2.516 professores acima dos 70 anos que ainda atuam em sala de aula

Em um dia qualquer de 2006, a professora Dilma Martins entrava em seu carro, em Marechal Hermes, quando foi abordada por assaltantes. Um dos homens ordenou que ela entrasse no veículo e estava prestes a dar partida quando seu comparsa reconheceu a vítima e interveio afobado: “Essa não”. Ao olhar para ele, Dilma finalmente identificou o rosto de um ex-aluno.

— Ele gritou para o outro: “Essa não, é minha professora.” Então me disse: “Desculpa, professora”. Isso realmente me marcou muito. Ele tinha tudo para se esconder de mim. De lá para cá eu tive a certeza que nós podemos mudar o comportamento dos nossos alunos. O professor ainda não descobriu a força que tem — conta Dilma, que, no mesmo episódio, recebeu um abraço do ex-estudante.

O relato é apenas uma das histórias que a professora acumula ao longo de seus 51 anos de magistério. Aos 71 anos de idade, Dilma, que dá aula na Escola Municipal Rosa da Fonseca, na Vila Militar, poderia estar aposentada há tempos. No Brasil, assim como ela, outros 2.516 docentes acima de 70 anos continuam à frente de turmas escolares, segundo dados do Censo Escolar compilados pela plataforma “CultivEduca”, do Centro de Formação Continuada de Professores da Universidade Federal do Rio Grande do Sul (UFRGS).

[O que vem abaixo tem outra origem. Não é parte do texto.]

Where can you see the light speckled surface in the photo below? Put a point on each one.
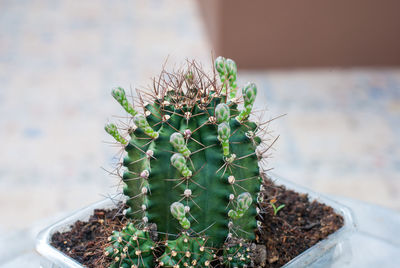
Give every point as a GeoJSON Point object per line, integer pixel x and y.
{"type": "Point", "coordinates": [59, 59]}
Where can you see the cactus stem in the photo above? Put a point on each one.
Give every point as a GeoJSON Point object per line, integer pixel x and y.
{"type": "Point", "coordinates": [113, 131]}
{"type": "Point", "coordinates": [141, 123]}
{"type": "Point", "coordinates": [178, 141]}
{"type": "Point", "coordinates": [179, 162]}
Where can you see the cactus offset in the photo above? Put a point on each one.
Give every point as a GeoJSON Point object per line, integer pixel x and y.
{"type": "Point", "coordinates": [191, 162]}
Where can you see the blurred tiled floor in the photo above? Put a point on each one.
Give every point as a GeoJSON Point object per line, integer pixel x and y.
{"type": "Point", "coordinates": [59, 59]}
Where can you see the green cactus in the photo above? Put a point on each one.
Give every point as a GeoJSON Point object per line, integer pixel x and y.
{"type": "Point", "coordinates": [191, 162]}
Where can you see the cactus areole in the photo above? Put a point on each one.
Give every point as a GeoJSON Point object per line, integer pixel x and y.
{"type": "Point", "coordinates": [191, 164]}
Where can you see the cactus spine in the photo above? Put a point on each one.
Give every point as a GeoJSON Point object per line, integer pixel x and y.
{"type": "Point", "coordinates": [191, 162]}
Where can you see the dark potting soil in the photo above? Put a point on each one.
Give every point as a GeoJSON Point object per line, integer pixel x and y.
{"type": "Point", "coordinates": [299, 225]}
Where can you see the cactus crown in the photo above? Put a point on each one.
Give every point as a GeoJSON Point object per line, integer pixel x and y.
{"type": "Point", "coordinates": [191, 165]}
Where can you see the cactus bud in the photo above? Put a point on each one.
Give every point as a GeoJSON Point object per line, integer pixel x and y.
{"type": "Point", "coordinates": [231, 73]}
{"type": "Point", "coordinates": [220, 65]}
{"type": "Point", "coordinates": [222, 113]}
{"type": "Point", "coordinates": [224, 132]}
{"type": "Point", "coordinates": [178, 212]}
{"type": "Point", "coordinates": [177, 140]}
{"type": "Point", "coordinates": [244, 201]}
{"type": "Point", "coordinates": [141, 122]}
{"type": "Point", "coordinates": [249, 93]}
{"type": "Point", "coordinates": [119, 95]}
{"type": "Point", "coordinates": [113, 131]}
{"type": "Point", "coordinates": [179, 162]}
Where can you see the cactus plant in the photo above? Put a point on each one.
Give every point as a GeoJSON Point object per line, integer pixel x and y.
{"type": "Point", "coordinates": [191, 160]}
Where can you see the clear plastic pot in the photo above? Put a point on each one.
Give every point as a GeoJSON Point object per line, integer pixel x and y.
{"type": "Point", "coordinates": [332, 250]}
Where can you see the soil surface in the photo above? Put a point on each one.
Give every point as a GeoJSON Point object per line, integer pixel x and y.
{"type": "Point", "coordinates": [282, 236]}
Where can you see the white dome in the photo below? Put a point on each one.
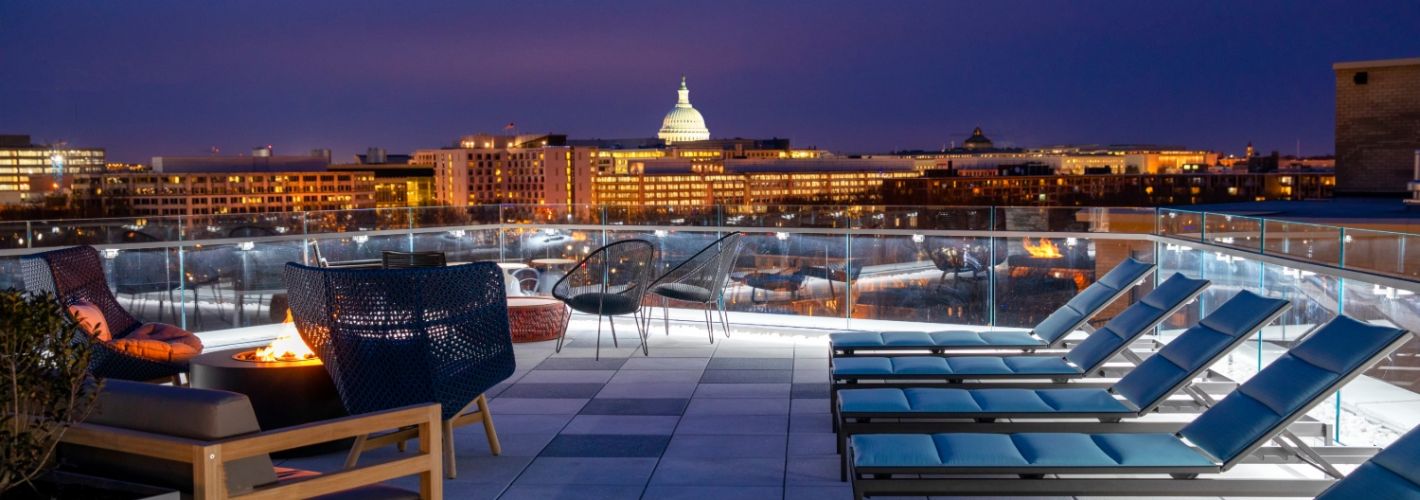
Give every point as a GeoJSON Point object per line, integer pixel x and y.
{"type": "Point", "coordinates": [683, 122]}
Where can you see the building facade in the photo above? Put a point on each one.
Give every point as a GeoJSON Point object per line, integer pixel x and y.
{"type": "Point", "coordinates": [156, 193]}
{"type": "Point", "coordinates": [29, 172]}
{"type": "Point", "coordinates": [1378, 125]}
{"type": "Point", "coordinates": [1109, 189]}
{"type": "Point", "coordinates": [523, 169]}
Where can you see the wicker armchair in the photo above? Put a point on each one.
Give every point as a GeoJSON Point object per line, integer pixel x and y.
{"type": "Point", "coordinates": [75, 274]}
{"type": "Point", "coordinates": [700, 279]}
{"type": "Point", "coordinates": [609, 281]}
{"type": "Point", "coordinates": [392, 338]}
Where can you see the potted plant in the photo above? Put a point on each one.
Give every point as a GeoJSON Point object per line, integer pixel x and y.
{"type": "Point", "coordinates": [44, 388]}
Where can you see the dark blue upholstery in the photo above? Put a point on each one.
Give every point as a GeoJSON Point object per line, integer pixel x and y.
{"type": "Point", "coordinates": [1096, 348]}
{"type": "Point", "coordinates": [77, 274]}
{"type": "Point", "coordinates": [1143, 387]}
{"type": "Point", "coordinates": [1013, 452]}
{"type": "Point", "coordinates": [1288, 387]}
{"type": "Point", "coordinates": [402, 337]}
{"type": "Point", "coordinates": [1393, 473]}
{"type": "Point", "coordinates": [1197, 348]}
{"type": "Point", "coordinates": [1050, 331]}
{"type": "Point", "coordinates": [1133, 321]}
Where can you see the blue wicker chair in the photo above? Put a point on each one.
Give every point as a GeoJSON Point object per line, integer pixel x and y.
{"type": "Point", "coordinates": [392, 338]}
{"type": "Point", "coordinates": [77, 274]}
{"type": "Point", "coordinates": [700, 280]}
{"type": "Point", "coordinates": [609, 281]}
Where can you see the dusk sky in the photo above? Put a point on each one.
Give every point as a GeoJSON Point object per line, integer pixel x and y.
{"type": "Point", "coordinates": [146, 78]}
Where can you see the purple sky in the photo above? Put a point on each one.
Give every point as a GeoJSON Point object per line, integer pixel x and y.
{"type": "Point", "coordinates": [146, 78]}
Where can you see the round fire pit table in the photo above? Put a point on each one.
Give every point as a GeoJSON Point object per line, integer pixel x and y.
{"type": "Point", "coordinates": [283, 392]}
{"type": "Point", "coordinates": [536, 318]}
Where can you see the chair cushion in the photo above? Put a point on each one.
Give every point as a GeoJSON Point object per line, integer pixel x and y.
{"type": "Point", "coordinates": [682, 291]}
{"type": "Point", "coordinates": [599, 303]}
{"type": "Point", "coordinates": [947, 338]}
{"type": "Point", "coordinates": [172, 411]}
{"type": "Point", "coordinates": [1393, 473]}
{"type": "Point", "coordinates": [154, 350]}
{"type": "Point", "coordinates": [1010, 452]}
{"type": "Point", "coordinates": [980, 401]}
{"type": "Point", "coordinates": [91, 318]}
{"type": "Point", "coordinates": [1287, 387]}
{"type": "Point", "coordinates": [953, 365]}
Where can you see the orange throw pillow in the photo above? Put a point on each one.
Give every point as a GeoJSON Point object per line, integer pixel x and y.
{"type": "Point", "coordinates": [91, 318]}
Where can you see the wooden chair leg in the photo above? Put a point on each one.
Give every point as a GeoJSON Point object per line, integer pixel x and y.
{"type": "Point", "coordinates": [450, 468]}
{"type": "Point", "coordinates": [355, 450]}
{"type": "Point", "coordinates": [487, 426]}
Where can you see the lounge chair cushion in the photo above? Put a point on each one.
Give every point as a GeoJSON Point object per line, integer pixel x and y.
{"type": "Point", "coordinates": [954, 365]}
{"type": "Point", "coordinates": [1008, 452]}
{"type": "Point", "coordinates": [1196, 348]}
{"type": "Point", "coordinates": [980, 401]}
{"type": "Point", "coordinates": [172, 411]}
{"type": "Point", "coordinates": [91, 318]}
{"type": "Point", "coordinates": [947, 338]}
{"type": "Point", "coordinates": [682, 291]}
{"type": "Point", "coordinates": [1287, 385]}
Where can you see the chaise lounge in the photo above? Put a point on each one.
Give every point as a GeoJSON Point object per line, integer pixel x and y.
{"type": "Point", "coordinates": [1113, 463]}
{"type": "Point", "coordinates": [1047, 334]}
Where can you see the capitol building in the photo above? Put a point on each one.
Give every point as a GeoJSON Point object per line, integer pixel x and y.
{"type": "Point", "coordinates": [683, 122]}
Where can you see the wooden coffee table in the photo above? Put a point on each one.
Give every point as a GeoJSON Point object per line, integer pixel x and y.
{"type": "Point", "coordinates": [536, 318]}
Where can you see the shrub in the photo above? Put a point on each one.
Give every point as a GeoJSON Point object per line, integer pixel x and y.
{"type": "Point", "coordinates": [44, 384]}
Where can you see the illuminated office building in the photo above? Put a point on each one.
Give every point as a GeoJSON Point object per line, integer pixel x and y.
{"type": "Point", "coordinates": [29, 172]}
{"type": "Point", "coordinates": [198, 193]}
{"type": "Point", "coordinates": [526, 169]}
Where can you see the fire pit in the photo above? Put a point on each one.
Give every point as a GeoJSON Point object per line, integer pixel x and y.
{"type": "Point", "coordinates": [286, 382]}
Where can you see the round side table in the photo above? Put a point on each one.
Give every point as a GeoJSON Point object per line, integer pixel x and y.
{"type": "Point", "coordinates": [536, 318]}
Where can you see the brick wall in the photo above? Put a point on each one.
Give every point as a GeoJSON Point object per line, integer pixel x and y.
{"type": "Point", "coordinates": [1378, 128]}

O número corresponde a 0,11% dos 2,1 milhões de docentes em atividade no Brasil. O Rio é a segunda capital do país com maior quantidade de mestres acima dessa idade: são 174 docentes na ativa. Em São Paulo, são 241.

Atualmente, os professores da rede pública que dão aula na educação básica podem se aposentar ao atingir 25 anos de contribuição e idade mínima de 50 anos, no caso das mulheres; e 30 anos de contribuição e 55 anos de idade, no dos homens. A partir dos 75 anos a aposentadoria é compulsória. Caso a reforma da previdência seja aprovada, a idade mínima subirá para 60 anos para todos.

Apesar de atender a todos os requisitos para aposentadoria, Dilma decidiu ficar e, há dez anos, só trabalha com turmas de correção de fluxo escolar. Ou seja, ela dá aula para alunos que repetiram de ano várias vezes e estão com a idade defasada em relação à série que cursariam no ensino regular.

— Tenho alunos que já estavam desistindo de estudar e voltaram, é uma coisa que mexe com o brio deles, com a autoestima — diz.

O estudante Christian Andrade, de 14 anos, é um dos que manifestam sua gratidão:
— Esses dias eu queria parar de estudar. Ela me disse: “não faça isso, estamos no meio do ano, vamos continuar estudando. Falta pouco, não desiste”. O que ela fez por mim ninguém faria.